Ancora la stessa analisi delle radici del male, che in questo articolo era limitata all’indicazione dei danni dell’educazione specialistica, viene ripresa nel numero del 26 luglio, a proposito dell’offensiva di cui è stato fatto oggetto di recente il Toynbee (con migliori ragioni di quelle indicate dall’anonimo difensore). Vi si legge: «I nemici
oggi sono mutati. Fra i nemici di una società tradizionale occidentale oggi figurano un pragmatismo nudo e senza pudore che subordina la ricerca della conoscenza a fini missionari, e una insistenza latente sul bisogno di conformarsi, che talvolta con crudezza, talvolta con metodi più subdoli, mette fuori legge l’oppositore. Non furono questi i dragoni che il San Giorgio del secolo scorso dovette affrontare: sono i particolari incubi di oggi. Tali argomenti sono all’ordine del giorno nel dibattito che incessantemente si accende da una sponda all’altra dell’Atlantico; e giustamente si prova una certa ansietà, e non da una sola delle due sponde, dinanzi a un sintomo come questo, di una situazione in cui la difesa delle libertà civili è demandata a una Corte suprema che difende un’antica tradizione storica, e deve esser condotta contro le istituzioni rappresentative che dovrebbero riflettere la pubblica opinione».

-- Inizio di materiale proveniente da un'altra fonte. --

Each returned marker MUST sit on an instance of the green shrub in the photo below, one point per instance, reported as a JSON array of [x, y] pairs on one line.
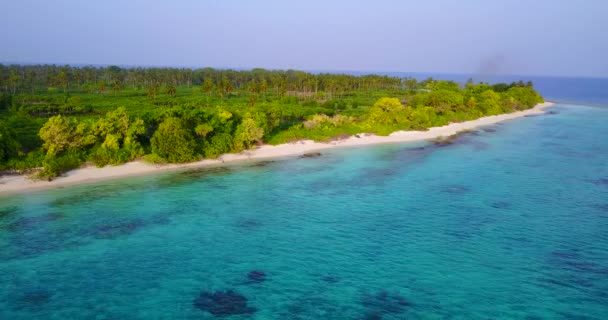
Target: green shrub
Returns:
[[54, 166]]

Su Encounter (agosto 1957) è apparso un articolo di Peter Gay, Three Stages on Love’s Way, che analizza l’amore quale appare in Rousseau, Laclos e Diderot. L’assalto alle repressioni cristiane condotto dai philosophes illuministi era lo sbocco di una situazione di lotta cominciata fin dal Rinascimento, ma appunto al momento dell’assalto che doveva essere finale «la morale cristiana trovò dei possenti alleati: il puritanesimo e la borghesia»; quindi essa si mantenne quasi intatta, mentre crollava la cosmologia che la reggeva. «L’etica sociale cattolica aveva sempre lasciato uno spazio libero per il vecchio Adamo: aveva tollerato le canzoni oscene, i raccontini erotici, le ingiurie a sfondo sessuale..., ma il cattolicesimo aveva sempre considerato queste evasioni dalla denigrazione della sessualità come concessioni all’umanità peccaminosa, evasioni tollerate ancorché non accettate... L’età cavalleresca aveva cantato l’amore e l’orgoglio, ma l’orgoglio era umiliato e l’amore raramente coronato dal successo…: la sensualità, come ha dimostrato Huizinga, fu trasformata in volontà di sacrificio».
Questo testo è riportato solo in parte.